Russian Internet giant Mail.Ru Group said that customer details stolen from 25 million customer accounts, taken from hacked servers belonging to the company and those of affiliated companies, have not been relevant for a long time and are no longer of any value to thieves.
In a statement to SCMagazineUK.com, an official spokesman of the company said all the passwords, that were stolen from Mail's account holders, have no value, being passwords from forums of game projects, which have been acquired by the company over the years.
The spokesman added that all forums and games operated by Mail.Ru Group were transferred to a single secure login system long ago and that these were not the subject of any hacker attacks.
According to the Russian Ministry of Internal Affairs, two hackers were able to obtain usernames, email addresses, passwords, phone numbers, birthdays and even some IP addresses, which can be used to find a user's location, in three separate attacks in July and August. It has been reported that around half of the passwords – some 12 million – were easily cracked using ready available cracking tools.

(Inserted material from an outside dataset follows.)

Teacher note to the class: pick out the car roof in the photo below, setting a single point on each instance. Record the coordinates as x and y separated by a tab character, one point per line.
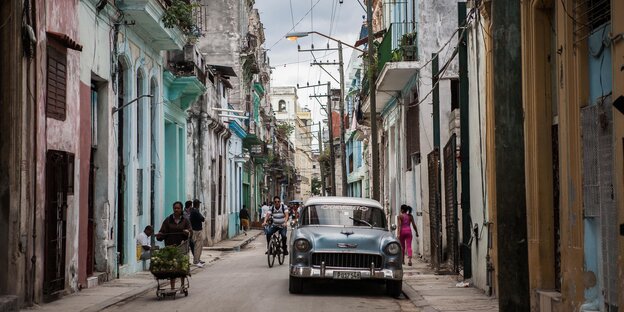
340	200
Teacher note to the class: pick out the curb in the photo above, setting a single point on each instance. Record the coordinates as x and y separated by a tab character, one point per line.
236	247
411	294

Sergey Anferov, a spokesman for the Russian Ministry of Internal Affairs' cyber-crime department, told SC that the hackers were able to use the vBulletin CMS vulnerability which was used in the hacked forums. The situation is aggravated by the fact that many users of these forums, whose accounts have been hacked, used simple passwords like "123456789" or similar combinations that could be easily cracked using brute force methods.
According to Russian police, personal data still attracts a lot of interest from hackers, who usually sell it for bitcoins on the black-market or sometimes to special services of certain states.
The police believe hackers are currently preparing new attacks on some leading Russian Internet companies, and it advises them to strengthen their IT to maintain their reputation and keep users of their web-servers safe.
Nikolay Nikiforov, Russia's Minister of Communications, told SC via his press office that the Russian government is aware of the increased number of hacker-attacks on the country's leading Internet companies, as well as the web-servers of state agencies, and the state is considering further tightening responsibilities for combating cyber-crimes.